Patchwork

by Jay Tryfanstone (tryfanstone)



Category: A Traveller In Time - Alison Uttley
Genre: Canonical death of young child, Drabble Sequence, Gen, Includes suggested post-canon elements, Nonlinear structure, Yuletide 2020, Yuletide Treat
Language: English
Status: Completed
Published: 2020-12-23
Updated: 2020-12-23
Packaged: 2021-03-11 03:48:47
Rating: Teen And Up Audiences
Warnings: Creator Chose Not To Use Archive Warnings
Chapters: 1
Words: 1,020
Publisher: archiveofourown.org
Story URL: https://archiveofourown.org/works/28268646
Author URL: https://archiveofourown.org/users/tryfanstone/pseuds/Jay%20Tryfanstone
Summary: Every stitch she makes is a bright-hued note in the fabric of time, patterns, echoes - Tissie loses her thimble, but it's Cicely who picks it up.
Comments: 14
Kudos: 14
Collections: Yuletide 2020





	Patchwork

**Author's Note:**

  * For [StripySock](https://archiveofourown.org/users/StripySock/gifts).

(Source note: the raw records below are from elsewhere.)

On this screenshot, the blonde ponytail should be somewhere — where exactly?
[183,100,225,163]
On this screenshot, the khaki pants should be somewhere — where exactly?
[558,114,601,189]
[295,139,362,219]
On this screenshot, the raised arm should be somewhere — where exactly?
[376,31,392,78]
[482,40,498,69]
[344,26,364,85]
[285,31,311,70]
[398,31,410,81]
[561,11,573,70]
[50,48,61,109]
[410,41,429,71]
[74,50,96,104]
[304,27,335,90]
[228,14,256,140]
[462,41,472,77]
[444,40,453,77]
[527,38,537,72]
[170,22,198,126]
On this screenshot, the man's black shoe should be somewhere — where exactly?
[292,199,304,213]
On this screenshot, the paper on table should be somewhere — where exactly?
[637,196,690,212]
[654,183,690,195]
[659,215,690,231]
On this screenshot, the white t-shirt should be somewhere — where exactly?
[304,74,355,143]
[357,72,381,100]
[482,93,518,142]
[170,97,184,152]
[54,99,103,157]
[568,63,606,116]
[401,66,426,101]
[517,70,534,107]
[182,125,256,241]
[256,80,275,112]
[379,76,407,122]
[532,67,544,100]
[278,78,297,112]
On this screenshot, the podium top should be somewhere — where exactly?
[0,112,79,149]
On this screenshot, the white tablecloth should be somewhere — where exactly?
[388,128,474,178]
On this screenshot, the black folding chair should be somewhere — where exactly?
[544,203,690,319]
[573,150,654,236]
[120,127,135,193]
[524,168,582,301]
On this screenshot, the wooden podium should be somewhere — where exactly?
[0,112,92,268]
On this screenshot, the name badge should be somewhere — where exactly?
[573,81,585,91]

> Please note: the first drabble references the death of Anthony and Mary Babington's young daughter.

**Anthony's daughter**

For this, the smallest of all the quilts, Dame Cicely measures out Master Anthony's white satin doublet and slices it into honeycomb pieces with shears as sharp as a killing blade. Candlelight spools across the fabric, flickering memories of the red-hued glory of the Virgin Queen's court at Christmastide, and the burning times under't. She patterns the quilt with offcuts from Mistress Babington's silk kirtle, deep blue, the blue of the pansies in the knot garden, so that for all the short seasons of her life the babe is swaddled in love. There is no wedding quilt for Anthony's daughter.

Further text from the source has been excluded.